Nachdem er am Donnerstag beide Trainingseinheiten absolviert hatte, wurde der aufstrebende Tickford-Star Cameron Waters Vierter.

Sein Beifahrer Will Davison hat zuvor gezeigt, warum er nach einem schillernden ersten Training am Freitag immer noch einer der führenden Supercars-Fahrer ist.

Davison blieb für den größten Teil des Jahres 2020 geparkt, nachdem sein 23Red-Team aufgrund der Auswirkungen von COVID-19 aus der Meisterschaft ausgeschieden war.

Aber in Zusammenarbeit mit Waters am Mt.
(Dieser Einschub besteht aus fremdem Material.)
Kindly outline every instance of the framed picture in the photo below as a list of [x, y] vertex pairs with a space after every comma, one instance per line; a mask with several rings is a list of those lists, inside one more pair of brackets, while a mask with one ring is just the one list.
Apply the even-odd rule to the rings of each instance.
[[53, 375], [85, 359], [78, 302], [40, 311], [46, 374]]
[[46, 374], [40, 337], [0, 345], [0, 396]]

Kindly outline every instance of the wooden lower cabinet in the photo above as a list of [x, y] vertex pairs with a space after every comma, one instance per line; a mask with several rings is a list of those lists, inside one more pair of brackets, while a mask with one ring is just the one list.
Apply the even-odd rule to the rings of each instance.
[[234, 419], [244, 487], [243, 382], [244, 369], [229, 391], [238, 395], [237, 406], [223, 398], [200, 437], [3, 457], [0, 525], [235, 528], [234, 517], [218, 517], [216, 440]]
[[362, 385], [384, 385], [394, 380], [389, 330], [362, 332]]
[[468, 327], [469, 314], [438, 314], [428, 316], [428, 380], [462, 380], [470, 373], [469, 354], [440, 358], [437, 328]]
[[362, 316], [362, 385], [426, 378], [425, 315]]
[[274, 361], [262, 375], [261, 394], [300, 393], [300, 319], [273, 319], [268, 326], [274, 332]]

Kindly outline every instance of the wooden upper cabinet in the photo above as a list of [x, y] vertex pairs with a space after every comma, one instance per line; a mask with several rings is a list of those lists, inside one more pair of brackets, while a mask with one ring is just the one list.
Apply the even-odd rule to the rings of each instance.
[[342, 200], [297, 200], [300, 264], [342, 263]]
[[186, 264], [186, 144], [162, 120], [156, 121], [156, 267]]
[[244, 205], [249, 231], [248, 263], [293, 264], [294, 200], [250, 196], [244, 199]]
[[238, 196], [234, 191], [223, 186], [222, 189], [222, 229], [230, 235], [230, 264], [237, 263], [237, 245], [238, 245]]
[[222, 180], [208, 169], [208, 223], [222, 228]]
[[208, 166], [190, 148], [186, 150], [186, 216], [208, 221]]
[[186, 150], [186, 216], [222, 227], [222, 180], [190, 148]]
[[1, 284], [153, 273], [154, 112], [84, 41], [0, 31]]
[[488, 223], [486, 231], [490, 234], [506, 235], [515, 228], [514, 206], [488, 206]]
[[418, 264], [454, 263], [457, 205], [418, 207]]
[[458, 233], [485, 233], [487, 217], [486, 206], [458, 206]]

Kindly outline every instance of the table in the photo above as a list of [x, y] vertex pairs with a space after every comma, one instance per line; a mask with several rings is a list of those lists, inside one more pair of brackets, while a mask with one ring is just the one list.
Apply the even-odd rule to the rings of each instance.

Panorama haben die beiden eine ernsthafte Chance, das großartige Rennen zu gewinnen.

Davison, zweifacher Bathurst 1000-Sieger, beendete das Rennen vor Holden-Veteran Garth Tander, während die Ford-Fahrer Dale Wood, Tim Slade und Michael Caruso die Top-Fünf komplettierten.

In einem ereignisreichen ersten Freitagstraining wurden zwei rote Fahnen gehisst, nachdem Jayden Ojeda und Jordan Boys bei verschiedenen Vorfällen vom Kurs abgekommen waren.

Die meisten Beifahrer treten in diesem Jahr in das Saisonfinale ein, ohne das Steuer eines Supersportwagens zu übernehmen, nachdem die traditionellen Enduro-Vorveranstaltungen abgesagt wurden.

Das Qualifying findet um 16.05 Uhr AEDT statt.